Nadeem Abu-Rustum, MD
The process of mapping lymph nodes — called intraoperative lymphatic mapping, or sentinel node mapping — allows doctors to look for tumor spread during surgery without having to remove a large number of lymph nodes. The procedure uses a radiolabeled medical substance or a blue dye (or in some cases a combination of the two) that is injected into the cervix near the tumor site. Lymph fluid carries the substance to the “sentinel” node, which is the first lymph node to which cancer cells are likely to spread from the primary tumor. The sentinel node is then removed and examined by a pathologist to determine the presence of cancer. If this node is free of cancer cells, usually no additional lymph nodes need to be removed. If the node does contain cancer cells, then doctors know that the patient has advanced stage IIIC disease, and she can receive appropriate postoperative chemotherapy or radiation therapy.
SLN Mapping Study
In the prospective, non-randomized Gynecologic Oncology study, researchers followed 42 women with a preoperative diagnosis of grade 1 endometrial cancer who were treated at Memorial Sloan-Kettering between 2006 and 2008. Intraoperative sentinel lymph node mapping was possible in 36 of the patients. Of these 36 women, four — or 11 percent of all the patients — were found to have cancer present in the sentinel lymph nodes. Additionally, a post-surgery pathological examination confirmed that cancer was present in all lymph nodes testing positive for cancer during surgery, meaning there were no false positives.
“Endometrial cancer is a highly curable disease,” says Nadeem Abu-Rustum, a gynecologic surgeon at Memorial Sloan-Kettering and the study's lead author. “But there are a small percentage of patients diagnosed with early-stage disease, in the neighborhood of 10 percent, for whom the standard treatment — removal of the uterus — may fail.”

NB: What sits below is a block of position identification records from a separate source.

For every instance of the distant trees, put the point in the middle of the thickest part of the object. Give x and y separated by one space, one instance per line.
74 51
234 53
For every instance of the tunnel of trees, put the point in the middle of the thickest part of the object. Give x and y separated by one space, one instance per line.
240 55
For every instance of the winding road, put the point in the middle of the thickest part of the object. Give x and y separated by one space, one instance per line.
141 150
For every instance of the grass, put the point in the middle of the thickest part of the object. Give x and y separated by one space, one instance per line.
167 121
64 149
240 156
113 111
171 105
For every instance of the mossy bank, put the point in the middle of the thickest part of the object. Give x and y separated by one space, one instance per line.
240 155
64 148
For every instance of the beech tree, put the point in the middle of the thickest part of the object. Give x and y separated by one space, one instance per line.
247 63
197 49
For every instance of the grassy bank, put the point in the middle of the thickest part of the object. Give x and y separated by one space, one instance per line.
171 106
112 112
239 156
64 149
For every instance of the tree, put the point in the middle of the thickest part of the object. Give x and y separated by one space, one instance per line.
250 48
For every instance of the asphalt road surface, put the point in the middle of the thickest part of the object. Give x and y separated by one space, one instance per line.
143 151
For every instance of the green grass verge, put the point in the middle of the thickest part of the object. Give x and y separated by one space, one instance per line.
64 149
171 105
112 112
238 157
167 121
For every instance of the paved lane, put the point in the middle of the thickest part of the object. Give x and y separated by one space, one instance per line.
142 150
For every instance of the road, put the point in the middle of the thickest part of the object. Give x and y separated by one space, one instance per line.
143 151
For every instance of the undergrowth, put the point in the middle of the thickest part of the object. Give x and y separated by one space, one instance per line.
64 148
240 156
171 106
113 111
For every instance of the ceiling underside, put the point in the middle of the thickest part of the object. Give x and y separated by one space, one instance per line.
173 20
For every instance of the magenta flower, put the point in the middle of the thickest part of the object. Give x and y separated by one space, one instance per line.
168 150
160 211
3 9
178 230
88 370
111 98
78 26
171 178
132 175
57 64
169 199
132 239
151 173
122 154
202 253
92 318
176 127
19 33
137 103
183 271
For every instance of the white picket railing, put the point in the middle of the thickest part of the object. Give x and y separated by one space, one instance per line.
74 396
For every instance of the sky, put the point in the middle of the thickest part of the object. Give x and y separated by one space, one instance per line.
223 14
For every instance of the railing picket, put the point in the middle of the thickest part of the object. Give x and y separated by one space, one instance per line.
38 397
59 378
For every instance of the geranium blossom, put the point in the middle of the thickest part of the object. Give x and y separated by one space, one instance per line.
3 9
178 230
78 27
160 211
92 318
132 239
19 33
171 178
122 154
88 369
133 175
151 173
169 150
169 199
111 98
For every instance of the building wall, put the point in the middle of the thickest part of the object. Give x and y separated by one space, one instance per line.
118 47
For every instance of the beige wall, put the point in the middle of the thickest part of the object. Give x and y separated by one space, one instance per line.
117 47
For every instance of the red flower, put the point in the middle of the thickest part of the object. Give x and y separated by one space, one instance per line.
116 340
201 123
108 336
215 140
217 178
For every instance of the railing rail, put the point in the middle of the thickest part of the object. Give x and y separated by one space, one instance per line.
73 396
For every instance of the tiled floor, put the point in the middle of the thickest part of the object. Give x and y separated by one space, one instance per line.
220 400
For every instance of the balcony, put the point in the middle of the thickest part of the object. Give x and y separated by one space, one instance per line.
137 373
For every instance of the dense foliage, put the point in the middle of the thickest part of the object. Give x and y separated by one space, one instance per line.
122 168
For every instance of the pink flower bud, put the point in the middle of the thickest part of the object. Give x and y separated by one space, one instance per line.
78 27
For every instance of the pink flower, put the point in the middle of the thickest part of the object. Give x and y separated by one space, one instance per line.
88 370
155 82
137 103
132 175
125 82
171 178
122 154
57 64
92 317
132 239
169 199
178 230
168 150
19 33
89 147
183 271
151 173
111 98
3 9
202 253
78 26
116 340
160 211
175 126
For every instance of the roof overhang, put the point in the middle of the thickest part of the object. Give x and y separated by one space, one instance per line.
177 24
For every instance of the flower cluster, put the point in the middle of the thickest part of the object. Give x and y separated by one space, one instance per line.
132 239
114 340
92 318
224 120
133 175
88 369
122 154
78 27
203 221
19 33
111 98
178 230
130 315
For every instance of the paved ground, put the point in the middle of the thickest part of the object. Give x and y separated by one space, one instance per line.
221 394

Dr. Abu-Rustum explains that “intraoperative sentinel node mapping is a more refined method of staging these patients while they are in surgery. It offers us a better way to know which women need additional therapies and which women do not — rather than having to remove all the pelvic lymph nodes in a total lymphadenectomy.” He goes on to observe that sentinel lymph node mapping is already the standard of care for breast cancer and melanoma.
“If we use SLN mapping for patients with endometrial cancer, we can spare many patients the unnecessary removal of their pelvic lymph nodes, thereby preventing the development of lymphedema,” Dr. Abu-Rustum says. “And the other good news is that when we do find a positive lymph node, we can do something about it. Effective treatments are available.”